WFP together with its partners has conducted an assessment mission in the area and noted that the immediate problems were the lack of clean water and latrines. Despite the flooding, many people refuse to evacuate from the low-lying areas and the risk for outbreak of epidemics was therefore increasing, the UN agency said.

The agency was currently discussing with its partners "to identify the most appropriate response." WFP was envisaging the possibility to target the flood-affected population through a rehabilitation programme.

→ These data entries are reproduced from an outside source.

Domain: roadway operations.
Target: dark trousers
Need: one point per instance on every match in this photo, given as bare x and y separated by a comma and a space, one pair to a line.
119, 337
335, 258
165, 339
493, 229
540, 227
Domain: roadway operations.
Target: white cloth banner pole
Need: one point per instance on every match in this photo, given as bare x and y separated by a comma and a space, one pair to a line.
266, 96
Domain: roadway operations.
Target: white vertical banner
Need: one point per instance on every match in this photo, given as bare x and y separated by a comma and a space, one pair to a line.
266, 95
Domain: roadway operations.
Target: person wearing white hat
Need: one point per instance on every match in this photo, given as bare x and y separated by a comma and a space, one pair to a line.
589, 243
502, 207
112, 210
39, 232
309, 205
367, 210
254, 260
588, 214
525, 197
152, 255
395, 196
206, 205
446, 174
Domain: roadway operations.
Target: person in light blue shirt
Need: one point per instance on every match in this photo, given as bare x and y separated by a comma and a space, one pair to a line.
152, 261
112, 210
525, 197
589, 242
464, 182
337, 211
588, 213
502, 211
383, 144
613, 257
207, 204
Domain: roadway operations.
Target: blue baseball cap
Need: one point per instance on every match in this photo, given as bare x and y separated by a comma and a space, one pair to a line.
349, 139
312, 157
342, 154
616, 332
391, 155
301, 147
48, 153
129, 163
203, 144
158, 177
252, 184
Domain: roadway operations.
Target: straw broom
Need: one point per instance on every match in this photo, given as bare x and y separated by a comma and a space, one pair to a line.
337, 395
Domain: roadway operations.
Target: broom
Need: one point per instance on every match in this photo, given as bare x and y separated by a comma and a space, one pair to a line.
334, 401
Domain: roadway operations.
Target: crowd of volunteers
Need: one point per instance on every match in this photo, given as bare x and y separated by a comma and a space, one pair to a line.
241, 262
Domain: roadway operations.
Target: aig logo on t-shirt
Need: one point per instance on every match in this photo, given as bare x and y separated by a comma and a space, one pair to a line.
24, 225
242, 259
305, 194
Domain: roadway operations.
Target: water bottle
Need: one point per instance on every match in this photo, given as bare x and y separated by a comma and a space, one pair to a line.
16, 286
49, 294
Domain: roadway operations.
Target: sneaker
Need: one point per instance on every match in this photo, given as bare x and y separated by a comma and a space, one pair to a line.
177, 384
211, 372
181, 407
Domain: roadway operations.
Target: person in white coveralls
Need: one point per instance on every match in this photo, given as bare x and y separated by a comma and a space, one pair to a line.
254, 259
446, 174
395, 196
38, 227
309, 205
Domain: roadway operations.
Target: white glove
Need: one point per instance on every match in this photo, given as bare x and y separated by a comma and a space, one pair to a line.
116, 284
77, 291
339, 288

While the central highlands were plagued with flooding, the more arid southern parts of the island were lacking rainfall. "Drought continues to spread outside the original 13 communes and is plaguing the south as a whole," WFP noted. Also here, coping mechanisms of the population were being "stressed," as there had not been a full recovery of the aftershocks of last year's crisis. The south was however less affected by the political unrest.

The UN agency lamented that delays in resourcing and food commodity availability continued to affect the implementation of food distribution, despite in-country borrowings. "With no food shipments expected to arrive in the country, WFP's pipeline situation remains critical," the agency warned. Additional donor support was urgently required.